As soon as the Centers for Medicare & Medicaid Services announced the final rules for stage one of meaningful use, Simeon Schwartz, president of the 180-physician WestMed Medical Group in Purchase, NY, started thinking about how to spend about $7 million in stimulus money coming his way.
The organization started working to achieve meaningful use well before the final regulations were announced.
WestMed implemented GE Healthcare's Centricity Practice Management and EMR in 2002. But even organizations that didn't have a big head start can and have positioned themselves to reap the rewards that start coming in 2011.

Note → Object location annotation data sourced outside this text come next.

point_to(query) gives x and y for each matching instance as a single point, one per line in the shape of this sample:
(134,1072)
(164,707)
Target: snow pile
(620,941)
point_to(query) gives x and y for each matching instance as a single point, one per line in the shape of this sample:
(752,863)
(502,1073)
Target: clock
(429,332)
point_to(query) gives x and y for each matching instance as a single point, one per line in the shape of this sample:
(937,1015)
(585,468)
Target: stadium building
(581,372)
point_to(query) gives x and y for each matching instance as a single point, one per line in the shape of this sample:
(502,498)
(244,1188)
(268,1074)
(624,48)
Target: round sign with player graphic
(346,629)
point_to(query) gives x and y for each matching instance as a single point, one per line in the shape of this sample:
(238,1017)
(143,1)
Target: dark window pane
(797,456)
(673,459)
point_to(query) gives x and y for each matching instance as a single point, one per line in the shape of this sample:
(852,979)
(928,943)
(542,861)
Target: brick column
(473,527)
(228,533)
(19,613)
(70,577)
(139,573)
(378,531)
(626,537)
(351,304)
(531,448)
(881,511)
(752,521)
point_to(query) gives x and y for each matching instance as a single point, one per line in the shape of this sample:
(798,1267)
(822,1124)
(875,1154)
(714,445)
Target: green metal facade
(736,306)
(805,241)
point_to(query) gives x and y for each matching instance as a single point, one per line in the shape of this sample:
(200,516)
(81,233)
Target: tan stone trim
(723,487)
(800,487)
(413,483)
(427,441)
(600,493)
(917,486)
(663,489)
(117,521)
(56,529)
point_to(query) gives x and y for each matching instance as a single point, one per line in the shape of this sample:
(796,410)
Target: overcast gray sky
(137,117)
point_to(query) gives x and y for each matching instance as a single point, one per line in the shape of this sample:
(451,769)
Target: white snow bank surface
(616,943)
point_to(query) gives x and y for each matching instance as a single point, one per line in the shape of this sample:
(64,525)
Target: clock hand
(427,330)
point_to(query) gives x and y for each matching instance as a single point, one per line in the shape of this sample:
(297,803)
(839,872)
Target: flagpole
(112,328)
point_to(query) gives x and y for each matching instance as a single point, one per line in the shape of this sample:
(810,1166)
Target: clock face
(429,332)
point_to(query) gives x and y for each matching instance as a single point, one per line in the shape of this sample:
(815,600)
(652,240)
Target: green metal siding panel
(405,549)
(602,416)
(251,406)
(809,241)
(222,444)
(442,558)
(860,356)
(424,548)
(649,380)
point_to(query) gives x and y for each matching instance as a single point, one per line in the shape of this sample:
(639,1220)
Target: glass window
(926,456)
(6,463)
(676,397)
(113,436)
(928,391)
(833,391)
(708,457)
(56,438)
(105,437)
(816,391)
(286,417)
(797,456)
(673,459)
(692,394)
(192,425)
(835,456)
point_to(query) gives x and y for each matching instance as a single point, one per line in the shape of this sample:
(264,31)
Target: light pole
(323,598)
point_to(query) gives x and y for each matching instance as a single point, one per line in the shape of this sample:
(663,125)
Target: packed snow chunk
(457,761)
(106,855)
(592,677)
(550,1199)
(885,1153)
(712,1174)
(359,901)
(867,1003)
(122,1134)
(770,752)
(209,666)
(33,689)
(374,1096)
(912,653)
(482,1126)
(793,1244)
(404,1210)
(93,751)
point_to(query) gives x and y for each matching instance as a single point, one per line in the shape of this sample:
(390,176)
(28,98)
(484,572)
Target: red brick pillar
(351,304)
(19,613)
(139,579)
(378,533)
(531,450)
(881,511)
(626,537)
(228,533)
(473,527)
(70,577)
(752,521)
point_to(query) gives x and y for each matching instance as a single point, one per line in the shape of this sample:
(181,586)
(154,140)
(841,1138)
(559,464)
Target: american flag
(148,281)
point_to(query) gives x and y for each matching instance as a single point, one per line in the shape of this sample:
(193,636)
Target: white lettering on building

Greenbrae, CA?based Marin General Hospital, with the help of Affiliated Computer Service, implemented the McKesson Paragon IT and EMR system in June. To get ready, Marin leaders conducted a full assessment of the system based on the best information they had before the rules were published. And they're revising that assessment based on what they know now, says David Cox, CFO of the 150-staffed-bed hospital. That process will continue through future phases of meaningful-use rules.
Stop waiting for physicians
Physicians who object to EMRs and other clinical IT continue to be one of the biggest obstacles for many organizations. But there's a simple way to deal with resistant physicians, Schwartz says: Wish them well in their future endeavors. "Quite honestly, you just can't afford to work with them," he says. "This is the basic functionality necessary for a modern physician to function."
Many physicians do appreciate that.
"We are particularly blessed in this community because the physicians we are working with are very tech-savvy and open and actively seeking a hospital partnership in the area of technology," Cox says. "We intend to get much more efficient and work with our medical staff to provide care in the most effective way possible."
Stop waiting for a perfect world
There are plenty of complaints and unanswered questions about meaningful use—from privacy and data security concerns to the financial burden of paying for systems before those reimbursement checks come in to fears that the money will dry up before everyone gets a fair share. But if you're waiting around to see what will happen, you're missing the point—and a big opportunity.
Organizations must push forward despite uncertainty, taking actions such as hiring IT staff and investing in hardware and software now, says Mitch Morris, MD, national leader of HIT for Deloitte Consulting.
"As healthcare IT leaders move forward with their plans, they will want to develop a clear road map," Morris says. "A meaningful-use road map should include not only goals and expected outcomes, but also timelines, staffing requirements, and a projection of expected capital and operating costs."
Whether they recognize it or not, organizations still have a chance to catch up—and cash in. "I have never seen the industry so well prepared for an initiative," Cox says.